Review 100 Meters: Lebih dari Sekadar Lomba Lari

Tim Teaterdotco - 2 jam yang lalu
Review 100 Meters: Lebih dari Sekadar Lomba Lari

100 Meters bukan hanya tentang siapa yang paling cepat di lintasan. Film garapan Kenji Iwaisawa ini mengubah cerita olahraga menjadi kisah reflektif tentang ambisi, persahabatan, dan arti hidup. Diadaptasi dari manga karya Uoto, film ini mengikuti perjalanan dua pelari muda, Togashi dan Komiya, yang terikat oleh satu hal: semangat untuk berlari.

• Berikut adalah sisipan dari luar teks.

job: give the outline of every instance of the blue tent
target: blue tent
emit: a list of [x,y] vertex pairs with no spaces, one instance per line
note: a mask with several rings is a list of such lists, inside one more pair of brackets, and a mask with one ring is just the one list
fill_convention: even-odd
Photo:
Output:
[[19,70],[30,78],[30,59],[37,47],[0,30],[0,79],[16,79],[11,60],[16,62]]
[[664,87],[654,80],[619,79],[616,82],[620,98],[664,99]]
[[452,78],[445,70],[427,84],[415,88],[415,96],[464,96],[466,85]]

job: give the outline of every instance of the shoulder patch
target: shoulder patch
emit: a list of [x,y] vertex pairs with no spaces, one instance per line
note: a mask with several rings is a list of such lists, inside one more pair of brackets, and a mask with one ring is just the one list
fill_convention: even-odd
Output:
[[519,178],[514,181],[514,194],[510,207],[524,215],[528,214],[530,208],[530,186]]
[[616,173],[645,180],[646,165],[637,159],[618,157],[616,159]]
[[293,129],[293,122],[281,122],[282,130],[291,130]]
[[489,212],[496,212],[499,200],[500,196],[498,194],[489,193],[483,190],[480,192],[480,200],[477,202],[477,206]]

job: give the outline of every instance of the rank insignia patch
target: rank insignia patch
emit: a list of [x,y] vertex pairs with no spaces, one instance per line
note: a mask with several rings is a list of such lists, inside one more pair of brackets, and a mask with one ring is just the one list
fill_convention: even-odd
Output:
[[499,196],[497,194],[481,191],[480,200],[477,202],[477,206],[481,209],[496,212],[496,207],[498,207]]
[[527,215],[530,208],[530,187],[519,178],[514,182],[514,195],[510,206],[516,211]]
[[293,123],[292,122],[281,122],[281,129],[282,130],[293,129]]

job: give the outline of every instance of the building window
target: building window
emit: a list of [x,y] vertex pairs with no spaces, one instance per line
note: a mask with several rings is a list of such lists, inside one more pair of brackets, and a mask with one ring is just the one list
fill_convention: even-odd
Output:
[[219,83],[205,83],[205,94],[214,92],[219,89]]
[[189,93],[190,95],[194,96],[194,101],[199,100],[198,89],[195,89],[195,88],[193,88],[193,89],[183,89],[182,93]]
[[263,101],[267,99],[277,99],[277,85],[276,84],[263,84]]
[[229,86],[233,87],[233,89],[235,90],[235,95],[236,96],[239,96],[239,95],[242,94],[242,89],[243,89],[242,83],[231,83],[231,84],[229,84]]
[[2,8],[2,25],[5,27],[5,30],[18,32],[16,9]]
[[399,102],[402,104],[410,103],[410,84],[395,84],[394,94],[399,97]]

Togashi dikenal sebagai pelari berbakat yang selalu menang dengan mudah sejak kecil. Namun hidupnya mulai berubah ketika bertemu Komiya, murid baru yang kurang berbakat tapi memiliki tekad luar biasa. Persaingan mereka tumbuh menjadi hubungan yang saling mendorong, dari perlombaan kecil di sekolah hingga pertemuan kembali di ajang profesional.

Kini, penonton sudah bisa menikmati kisah penuh emosi ini langsung di layar lebar. 100 Meters resmi tayang di bioskop mulai 7 November 2025, menghadirkan pengalaman sinematik yang mendalam dan memacu adrenalin.

Pertarungan Diri Sendiri

Film ini menampilkan bagaimana lari bukan sekadar kompetisi fisik, tapi juga perjalanan spiritual. Bagi Togashi dan Komiya, setiap langkah adalah pertarungan melawan diri sendiri. Togashi, yang terbiasa menang, mulai kehilangan arah ketika bakatnya tak lagi cukup. Sementara Komiya, yang terus memaksa diri hingga melampaui batas, berjuang menemukan alasan kenapa ia harus terus berlari.

Pertanyaan eksistensial yang muncul di sepanjang film membuat 100 Meters terasa lebih dalam dari anime olahraga pada umumnya. Mengapa manusia terus berusaha menjadi lebih baik? Apa arti kemenangan jika tidak membawa kebahagiaan? Melalui dialog sederhana namun mengena, film ini mengajak penonton merenungkan arti perjuangan dalam hidup.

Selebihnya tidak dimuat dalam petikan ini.